If you have trouble doing one thing with a specific handler, keep in mind you can use more than one to help you out. There might be a few ways to accomplish what you want, but here is an example:

<importer>
    <preParseHandlers>
        <tagger class="com.norconex.importer.handler.tagger.impl.TextPatternTagger">
            <pattern field="lectureSyllabusTable" group="1"><![CDATA[
              <p>\s+<b>Lecture syllabus:</b><br>\s+<TABLE.*?>(.*?)</TABLE>
            ]]></pattern>
            <restrictTo field="document.contentType">text/html</restrictTo>
        </tagger>

        <tagger class="com.norconex.importer.handler.tagger.impl.SplitTagger">
            <split fromField="lectureSyllabusTable" toField="lectureSyllabusRows" regex="true">
                <separator><![CDATA[
                  </TD></TR>
                ]]></separator>
            </split>
            <restrictTo field="document.contentType">text/html</restrictTo>
        </tagger>

        <tagger class="com.norconex.importer.handler.tagger.impl.ReplaceTagger">
            <replace fromField="lectureSyllabusRows" toField="lectureSyllabus"
                     regex="true">
                <fromValue><![CDATA[
                  <TR.*<TD>(.*)
                ]]></fromValue>
                <toValue>$1</toValue>
            </replace>
          <restrictTo field="document.contentType">text/html</restrictTo>
        </tagger>        

        <tagger class="com.norconex.importer.handler.tagger.impl.DebugTagger"
                logFields="lectureSyllabus" logContent="false" logLevel="INFO" />        
    </preParseHandlers>
</importer>

If you find it too verbose you can also create your own Tagger that will do exactly what you want using Java.

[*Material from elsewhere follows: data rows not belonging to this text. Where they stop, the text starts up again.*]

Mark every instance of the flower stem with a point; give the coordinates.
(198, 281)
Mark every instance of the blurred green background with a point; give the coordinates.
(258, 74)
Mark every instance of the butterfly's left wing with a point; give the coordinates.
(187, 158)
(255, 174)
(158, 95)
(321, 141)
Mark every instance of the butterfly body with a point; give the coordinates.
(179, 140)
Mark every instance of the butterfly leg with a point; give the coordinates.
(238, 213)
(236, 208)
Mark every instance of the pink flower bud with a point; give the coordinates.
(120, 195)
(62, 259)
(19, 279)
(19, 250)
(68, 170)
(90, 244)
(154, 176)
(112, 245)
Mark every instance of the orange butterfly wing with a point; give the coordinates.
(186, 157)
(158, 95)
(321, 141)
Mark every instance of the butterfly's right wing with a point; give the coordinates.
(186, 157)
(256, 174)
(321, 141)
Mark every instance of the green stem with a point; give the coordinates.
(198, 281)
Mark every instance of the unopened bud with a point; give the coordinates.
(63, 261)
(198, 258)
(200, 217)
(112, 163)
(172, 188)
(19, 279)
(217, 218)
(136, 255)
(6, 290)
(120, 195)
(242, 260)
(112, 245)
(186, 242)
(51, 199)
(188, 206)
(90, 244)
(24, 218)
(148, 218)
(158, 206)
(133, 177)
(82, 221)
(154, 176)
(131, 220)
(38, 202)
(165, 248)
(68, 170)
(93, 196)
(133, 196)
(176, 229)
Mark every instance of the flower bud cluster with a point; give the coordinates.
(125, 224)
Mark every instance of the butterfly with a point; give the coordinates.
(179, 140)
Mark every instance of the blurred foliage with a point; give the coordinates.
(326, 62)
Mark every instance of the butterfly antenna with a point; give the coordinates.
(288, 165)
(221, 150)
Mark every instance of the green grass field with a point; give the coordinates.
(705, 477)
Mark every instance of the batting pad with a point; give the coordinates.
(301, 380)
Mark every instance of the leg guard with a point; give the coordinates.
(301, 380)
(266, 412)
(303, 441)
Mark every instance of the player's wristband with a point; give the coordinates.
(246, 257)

PaboukCZ commented 7 years ago

This works fine! Thanks again for your advices and clear examples!

essiembre commented 7 years ago

Just a FYI. Small enhancements were made to ReplaceTagger and can be found in the latest Importer snapshot release. They are new flags: wholeMatch and replaceAll. The later now allows you to replace all occurrences of a match in the fromValue with the value of toValue. With this new option, you can simplify further your last use case (assuming you want all text as a single value instead of multi-value):

        <tagger class="com.norconex.importer.handler.tagger.impl.TextPatternTagger">
            <pattern field="lectureSyllabusTable" group="1"><![CDATA[
              <p>\s+<b>Lecture syllabus:</b><br>\s+<TABLE.*?>(.*?)</TABLE>
            ]]></pattern>
            <restrictTo field="document.contentType">text/html</restrictTo>
        </tagger>
        <tagger class="com.norconex.importer.handler.tagger.impl.ReplaceTagger">
            <replace fromField="lectureSyllabusTable" toField="lectureSyllabus"
                     regex="true" replaceAll="true">
                <fromValue><![CDATA[
                  <TR.*?&nbsp;</TD><TD>(.*?)</TD></TR>
                ]]></fromValue>
                <toValue>$1</toValue>
            </replace>
          <restrictTo field="document.contentType">text/html</restrictTo>
        </tagger>

This importer update is included in the latest HTTP Collector snapshot release.